The Cursed Impasse

Durer Melancholia
Albrecht Dürer, Melancolia I, c. 1514.

An impasse is a dreadful thing, particularly for any writer and thinker. It either signifies impending doom for a line of thought, the futility of one’s labour, or worse, the loss of inspiration which can only correlate with an unprofitable state of mindless grazing upon pastures which may yet retain their lustre. The impasse is a stupefying event that takes from its victim any intention of working toward something, filling its victim with a sense of faux inebriation and listlessness and severing him with acedia and robbing alacrity of its rightful place in the sun. Even worse is the debilitating randomness of such an event, for it robs its victim so viciously and so swiftly of his agency that it compels the weaker victim to abandon the pursuit altogether, and the stronger victim to the compulsions of the outside world, until the Muses dote upon him again.

This is the state that has afflicted me, in no small part, for a few hours now. Lying formless on a sofa like an oriental despot in my study, hoping that the day would be embellished and dramatised by the arrival of a cyclone, the first to hit urbs primus in Indis for more than a century, and comforted by the prospect of some dramatic occurrence outside, it felt that inspiration had left me to reside in some other body of its choosing. It is not often that this happens, but when it does, sentences no longer form with any fluidity and cadence, and it only reminds me of this from Yeats: “The best lack all conviction, while the worst / Are full of passionate intensity.”

Things haven’t fall apart yet, but this is a moment of fragility, of weakness, of a trough that both follows a crest and comes before it. It seems to be the sort of risk one takes when one promises oneself to the vita contemplativa, the downside of living in a magical land, trying to climb up the ladder to the world of forms. It is the sort of wasteful despair that comes along when it is least welcome and when time is of the essence for some reason or the other, proving to be more than an irritation. Oftentimes, it is nature’s calling, to take a break, to slow down, to think slowly and carefully and not lose one’s links with the world that one inhabits at present.

Could this be a problem without a solution? Perhaps, though it is my ardent belief that these dreaded impasses can be profitable in their own fateful manner. By questioning the importance of the vita contemplativa and of the pursuit of the love of knowledge, it keeps the mind thinking and constantly justifying the importance of further study. It imbues in one a sort of soft scepticism that ensures that fleeting fancies are enjoyed briefly and then cast off when they prove no longer to be worth the demands of their time, and it ensures that one does not take oneself too seriously: the last being extremely important, because it is the goal of the humanist not to leave this world completely, but to pursue the studia humanitatis, to understand the feelings and sentiments of human inadequacy more fully, and to keep a watchful gaze on the world of forms whilst remaining fully in this world. Even Gibbon remained a Member of Parliament, fastidiously attending the House of Commons whilst engaged in the preliminary volumes of his magnum opus (and I do not use that phrase in the commonplace fashion which it now serves). As sincere and rigorous his admiration of Rome was, so was his dedication to the Whig cause of his time, and of his devotion to being English in general.

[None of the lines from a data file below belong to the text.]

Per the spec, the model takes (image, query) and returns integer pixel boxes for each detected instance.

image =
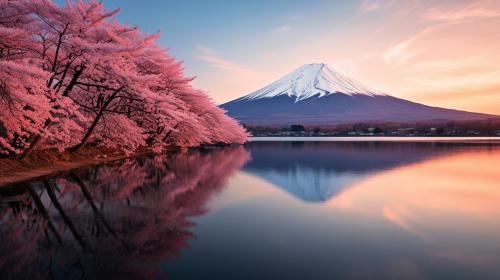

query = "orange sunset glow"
[186,0,500,114]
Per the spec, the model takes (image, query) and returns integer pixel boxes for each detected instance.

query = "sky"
[70,0,500,114]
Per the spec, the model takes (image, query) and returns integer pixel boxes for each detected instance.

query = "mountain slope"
[221,64,497,125]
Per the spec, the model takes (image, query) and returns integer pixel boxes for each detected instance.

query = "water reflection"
[244,142,474,202]
[0,142,500,279]
[0,147,249,279]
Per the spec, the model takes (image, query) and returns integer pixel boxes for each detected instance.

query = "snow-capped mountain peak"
[241,63,385,102]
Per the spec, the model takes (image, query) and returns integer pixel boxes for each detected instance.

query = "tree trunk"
[70,87,123,152]
[63,66,85,96]
[20,120,52,159]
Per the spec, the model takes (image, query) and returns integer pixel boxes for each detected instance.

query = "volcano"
[221,63,498,125]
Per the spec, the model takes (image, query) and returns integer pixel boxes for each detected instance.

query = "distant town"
[246,119,500,137]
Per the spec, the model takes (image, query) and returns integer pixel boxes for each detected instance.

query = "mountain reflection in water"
[0,142,500,279]
[244,142,462,202]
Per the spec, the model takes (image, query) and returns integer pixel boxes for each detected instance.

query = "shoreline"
[0,148,156,188]
[248,136,500,144]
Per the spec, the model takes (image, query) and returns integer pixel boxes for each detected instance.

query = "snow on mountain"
[221,63,498,126]
[240,63,385,102]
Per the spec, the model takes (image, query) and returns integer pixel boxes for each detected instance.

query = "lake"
[0,138,500,279]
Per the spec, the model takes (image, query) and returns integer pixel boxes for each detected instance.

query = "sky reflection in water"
[0,142,500,279]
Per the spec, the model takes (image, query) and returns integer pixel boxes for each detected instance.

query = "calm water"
[0,139,500,279]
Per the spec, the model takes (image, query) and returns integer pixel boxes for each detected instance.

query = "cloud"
[269,25,292,34]
[424,1,500,22]
[196,45,253,73]
[384,0,500,66]
[359,0,381,14]
[383,24,438,66]
[359,0,397,14]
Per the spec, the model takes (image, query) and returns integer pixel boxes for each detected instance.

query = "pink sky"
[186,0,500,114]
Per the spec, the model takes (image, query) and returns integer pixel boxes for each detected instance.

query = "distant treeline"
[246,118,500,136]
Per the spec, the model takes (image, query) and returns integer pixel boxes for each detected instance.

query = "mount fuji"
[221,63,498,125]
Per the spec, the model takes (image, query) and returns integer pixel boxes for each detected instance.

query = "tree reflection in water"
[0,147,249,279]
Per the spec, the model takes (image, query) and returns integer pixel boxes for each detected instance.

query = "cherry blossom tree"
[0,0,248,155]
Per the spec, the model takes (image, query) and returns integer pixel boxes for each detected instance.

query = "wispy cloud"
[359,0,396,14]
[424,1,500,22]
[383,0,500,66]
[196,45,252,73]
[269,25,292,34]
[359,0,381,14]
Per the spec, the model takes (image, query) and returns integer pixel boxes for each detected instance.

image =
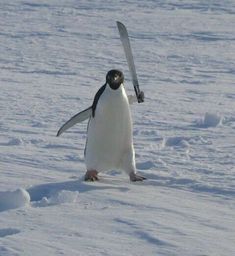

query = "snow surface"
[0,0,235,256]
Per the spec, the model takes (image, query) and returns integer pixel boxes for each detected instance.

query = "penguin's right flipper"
[56,107,92,137]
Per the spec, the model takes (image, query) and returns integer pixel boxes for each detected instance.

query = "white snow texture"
[0,0,235,256]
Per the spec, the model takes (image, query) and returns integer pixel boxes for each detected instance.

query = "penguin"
[57,69,145,181]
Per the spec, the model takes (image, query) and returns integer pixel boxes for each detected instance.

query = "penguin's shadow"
[27,179,129,202]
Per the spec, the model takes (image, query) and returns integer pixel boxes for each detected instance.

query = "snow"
[0,0,235,256]
[0,188,30,212]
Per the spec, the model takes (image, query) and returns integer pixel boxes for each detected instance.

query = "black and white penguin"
[57,70,145,181]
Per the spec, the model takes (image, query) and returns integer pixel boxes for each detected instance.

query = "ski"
[117,21,144,103]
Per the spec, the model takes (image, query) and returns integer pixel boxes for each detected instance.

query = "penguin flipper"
[127,95,138,105]
[56,107,92,137]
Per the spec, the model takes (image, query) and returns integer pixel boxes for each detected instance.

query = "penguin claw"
[130,172,146,181]
[84,170,99,181]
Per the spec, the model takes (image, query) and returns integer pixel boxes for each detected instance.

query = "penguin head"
[106,69,124,90]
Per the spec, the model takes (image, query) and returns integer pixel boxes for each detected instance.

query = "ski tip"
[116,21,125,28]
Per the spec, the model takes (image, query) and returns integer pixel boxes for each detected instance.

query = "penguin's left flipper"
[130,172,146,181]
[56,107,92,137]
[127,95,138,105]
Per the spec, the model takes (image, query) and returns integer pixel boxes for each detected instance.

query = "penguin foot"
[84,170,99,181]
[130,172,146,181]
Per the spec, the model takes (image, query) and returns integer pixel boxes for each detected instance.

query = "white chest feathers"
[85,85,135,172]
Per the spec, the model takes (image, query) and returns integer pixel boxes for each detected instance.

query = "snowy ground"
[0,0,235,256]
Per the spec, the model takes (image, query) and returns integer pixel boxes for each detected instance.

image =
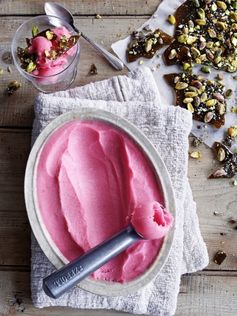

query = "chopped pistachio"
[175,81,188,90]
[7,80,21,96]
[187,103,194,113]
[216,21,227,31]
[207,28,217,38]
[31,25,39,37]
[230,106,237,113]
[187,36,197,45]
[229,12,237,21]
[201,66,211,74]
[204,112,214,123]
[191,47,201,58]
[168,49,177,59]
[185,91,197,98]
[217,147,226,161]
[217,102,226,115]
[200,92,207,102]
[168,14,176,25]
[145,38,153,53]
[213,92,225,102]
[216,1,227,11]
[26,60,36,72]
[177,34,187,44]
[183,63,191,70]
[195,19,207,26]
[193,0,200,8]
[197,8,206,20]
[189,151,201,159]
[206,99,217,107]
[45,31,54,41]
[183,98,193,103]
[211,3,217,11]
[227,125,237,138]
[225,89,233,98]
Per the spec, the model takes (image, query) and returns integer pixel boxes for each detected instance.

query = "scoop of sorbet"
[131,201,173,239]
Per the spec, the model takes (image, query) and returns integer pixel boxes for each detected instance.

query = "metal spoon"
[43,225,143,298]
[44,2,124,70]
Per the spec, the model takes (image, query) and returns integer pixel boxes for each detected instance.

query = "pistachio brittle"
[127,28,173,62]
[165,73,226,128]
[164,0,237,72]
[17,26,80,73]
[209,142,237,179]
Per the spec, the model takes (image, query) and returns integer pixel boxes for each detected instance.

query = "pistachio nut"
[168,14,176,25]
[175,81,188,90]
[204,112,214,123]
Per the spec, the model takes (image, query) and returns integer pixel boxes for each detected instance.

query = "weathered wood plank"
[0,17,145,127]
[0,271,237,316]
[0,0,161,15]
[0,129,237,270]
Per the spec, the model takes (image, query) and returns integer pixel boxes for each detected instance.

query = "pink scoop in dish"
[25,109,175,298]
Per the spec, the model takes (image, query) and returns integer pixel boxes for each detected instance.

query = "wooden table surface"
[0,0,237,316]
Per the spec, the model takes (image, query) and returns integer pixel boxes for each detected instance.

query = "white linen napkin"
[31,68,208,316]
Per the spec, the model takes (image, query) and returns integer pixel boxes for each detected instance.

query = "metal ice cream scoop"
[44,2,124,70]
[43,225,143,298]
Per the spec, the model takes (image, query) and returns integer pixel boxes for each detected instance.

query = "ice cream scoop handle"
[43,226,142,298]
[80,32,124,70]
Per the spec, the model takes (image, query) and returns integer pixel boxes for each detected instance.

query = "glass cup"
[11,15,80,93]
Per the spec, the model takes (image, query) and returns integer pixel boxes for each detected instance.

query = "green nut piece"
[168,14,176,25]
[197,8,206,20]
[26,60,36,72]
[195,19,206,26]
[183,63,191,70]
[206,99,217,107]
[183,98,193,104]
[217,147,226,161]
[175,81,188,90]
[207,29,216,38]
[216,21,227,31]
[185,91,198,98]
[145,38,153,53]
[200,92,207,102]
[225,89,233,98]
[229,11,237,22]
[187,36,197,45]
[191,46,201,58]
[177,34,187,44]
[201,66,211,74]
[211,3,217,12]
[193,0,200,8]
[216,1,227,11]
[187,103,194,113]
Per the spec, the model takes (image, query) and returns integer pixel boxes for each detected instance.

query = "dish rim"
[24,108,176,296]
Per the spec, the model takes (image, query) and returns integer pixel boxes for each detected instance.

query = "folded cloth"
[31,68,208,316]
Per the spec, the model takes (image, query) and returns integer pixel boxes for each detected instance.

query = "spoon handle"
[43,226,142,298]
[80,32,124,70]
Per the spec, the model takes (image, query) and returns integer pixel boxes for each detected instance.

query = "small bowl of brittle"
[11,15,80,93]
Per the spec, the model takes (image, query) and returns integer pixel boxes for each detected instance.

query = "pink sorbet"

It is in times of cursed impasses that I often take recourse to the works of a priest, of the Delphic kind: Plutarch of Chaeronea, and his excellent Parallel Lives. They tell all sorts of stories, warn of moral lessons, and analyse the lives of great men, both Greek and Roman. They are didactic, but necessarily so, for the reader benefits from the reassuring guiding hand of the teacher, who does not coerce but only directs. Plutarch’s Lives are labours of love for both the author and his readers, and for the variety of impasse that is cursed but short, a single life provides enough in way of inspiration and thought to allay the unprofitable, lazy bandying of time off. Unlike Thucydides, it keeps the romance in history. It tells of Demosthenes’ own problems in oration, of his lisp and his uncharismatic character, and of how he overcome it: inspiration for any one who aspires to elocution and eloquence. If this cursed impasse did not spare even Demosthenes, who could not make a speech without preparing and working for it for hours in his ‘cave-study’ (perhaps like the cave where Romulus and Remus were reared), how would it spare a mere mortal like me? Plutarch is reassuring but not like a sunflower still gazing up even after the moon is lit up in its full splendour. His didacticism, which many seek to admonish, it precisely the reason why I go back to him, time and time again.